Problem:

Enable migration out of the current Document Management solution, if it makes sense from a fiscal and labor perspective -


Description:

The document management solution that we had was "big," it cost a lot of money, and we didn't have a need to leverage more than ~40% of its capability. We often found ourselves questioning why we continued use it... Oh yeah, we were "locked in."

We wanted to find a solution which cost less, was fairly simple to use, had version control, integrated with our existing systems, and could be used for runbooks and other knowledge articles in response to alerts from our monitoring systems; bonus points if it was able to be directly linked from alerts or notifications.

Check it out:

Demo

What did we do?

I looked at several other document management systems, and while nearly all of them were cheaper, they all still required more complexity than I thought we needed to achieve the goal.

Then I started thinking... GitHub has version control, it's accessible via API, you can run queries against it, and the only different in document formatting was a move to Markdown, which most of us were already embracing with code documentation. And the best part? It's a solution we're already paying for... so, it was essentially "free."
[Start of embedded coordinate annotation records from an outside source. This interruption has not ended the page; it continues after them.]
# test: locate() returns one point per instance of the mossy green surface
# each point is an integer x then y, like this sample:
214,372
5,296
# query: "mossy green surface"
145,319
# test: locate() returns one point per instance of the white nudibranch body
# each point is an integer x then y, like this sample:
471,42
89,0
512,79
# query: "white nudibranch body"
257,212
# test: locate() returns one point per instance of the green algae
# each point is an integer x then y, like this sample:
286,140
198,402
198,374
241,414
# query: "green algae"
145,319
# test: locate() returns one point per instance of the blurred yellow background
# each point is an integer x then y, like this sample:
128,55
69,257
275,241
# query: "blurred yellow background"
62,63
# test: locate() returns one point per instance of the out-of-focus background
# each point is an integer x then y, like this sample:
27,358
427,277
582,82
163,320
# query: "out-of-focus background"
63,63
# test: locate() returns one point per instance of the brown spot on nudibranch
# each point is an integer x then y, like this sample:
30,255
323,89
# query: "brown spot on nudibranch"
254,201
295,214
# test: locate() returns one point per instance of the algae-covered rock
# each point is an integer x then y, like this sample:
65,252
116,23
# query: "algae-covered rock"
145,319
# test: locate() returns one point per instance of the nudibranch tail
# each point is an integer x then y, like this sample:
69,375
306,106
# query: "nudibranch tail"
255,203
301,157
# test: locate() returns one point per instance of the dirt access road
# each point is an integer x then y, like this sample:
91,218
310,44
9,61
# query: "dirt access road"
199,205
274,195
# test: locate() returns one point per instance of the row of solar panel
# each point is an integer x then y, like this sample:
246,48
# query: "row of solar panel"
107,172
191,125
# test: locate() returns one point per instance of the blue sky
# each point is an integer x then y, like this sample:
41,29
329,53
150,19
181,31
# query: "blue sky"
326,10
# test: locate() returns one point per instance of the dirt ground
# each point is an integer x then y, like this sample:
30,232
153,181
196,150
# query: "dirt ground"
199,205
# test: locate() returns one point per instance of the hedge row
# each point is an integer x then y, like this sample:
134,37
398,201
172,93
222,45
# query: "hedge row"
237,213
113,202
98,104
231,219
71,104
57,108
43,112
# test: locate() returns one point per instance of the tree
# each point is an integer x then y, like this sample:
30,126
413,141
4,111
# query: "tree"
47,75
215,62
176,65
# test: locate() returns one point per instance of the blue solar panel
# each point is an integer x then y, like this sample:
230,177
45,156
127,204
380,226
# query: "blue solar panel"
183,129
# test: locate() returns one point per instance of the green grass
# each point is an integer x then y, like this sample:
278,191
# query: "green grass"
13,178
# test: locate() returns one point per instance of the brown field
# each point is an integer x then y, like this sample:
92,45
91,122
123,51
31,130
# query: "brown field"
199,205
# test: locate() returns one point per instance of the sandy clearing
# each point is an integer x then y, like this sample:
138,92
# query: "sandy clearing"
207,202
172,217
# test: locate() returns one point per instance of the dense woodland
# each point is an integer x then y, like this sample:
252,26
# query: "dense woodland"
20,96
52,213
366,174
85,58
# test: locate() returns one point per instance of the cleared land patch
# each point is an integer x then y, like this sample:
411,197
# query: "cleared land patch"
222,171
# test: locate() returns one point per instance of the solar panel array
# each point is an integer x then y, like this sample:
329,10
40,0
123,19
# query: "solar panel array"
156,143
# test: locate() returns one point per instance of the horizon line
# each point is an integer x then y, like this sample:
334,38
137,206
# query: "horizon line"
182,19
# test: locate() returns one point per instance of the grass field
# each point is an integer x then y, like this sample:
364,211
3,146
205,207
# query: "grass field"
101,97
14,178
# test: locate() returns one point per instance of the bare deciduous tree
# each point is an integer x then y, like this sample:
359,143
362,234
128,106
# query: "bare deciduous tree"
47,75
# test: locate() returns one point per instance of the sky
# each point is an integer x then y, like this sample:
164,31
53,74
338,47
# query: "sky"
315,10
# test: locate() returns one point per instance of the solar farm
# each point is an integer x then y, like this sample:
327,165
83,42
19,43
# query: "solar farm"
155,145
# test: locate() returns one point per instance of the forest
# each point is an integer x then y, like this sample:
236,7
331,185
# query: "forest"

So, I searched a bit for a snazzy front-end to put on it (docsy-jeckyll), modified the backend code to fit our document structure, and setup a pilot.


What was the outcome?

The pilot was an immense success!
  1. - We were able to send alerts with variable direct links to runbooks, or send variable links that would perform searches for runbooks
  2. - The cost was $0 and the savings of not renewing our other document solution was tens of thousands
  3. - It was simple to use, since we already used Markdown
  4. - It is version controlled
  5. - We can easily integrate it with other solutions since it lives in GitHub


Any lessons learned?

Sometimes the simplest answers are the best ones.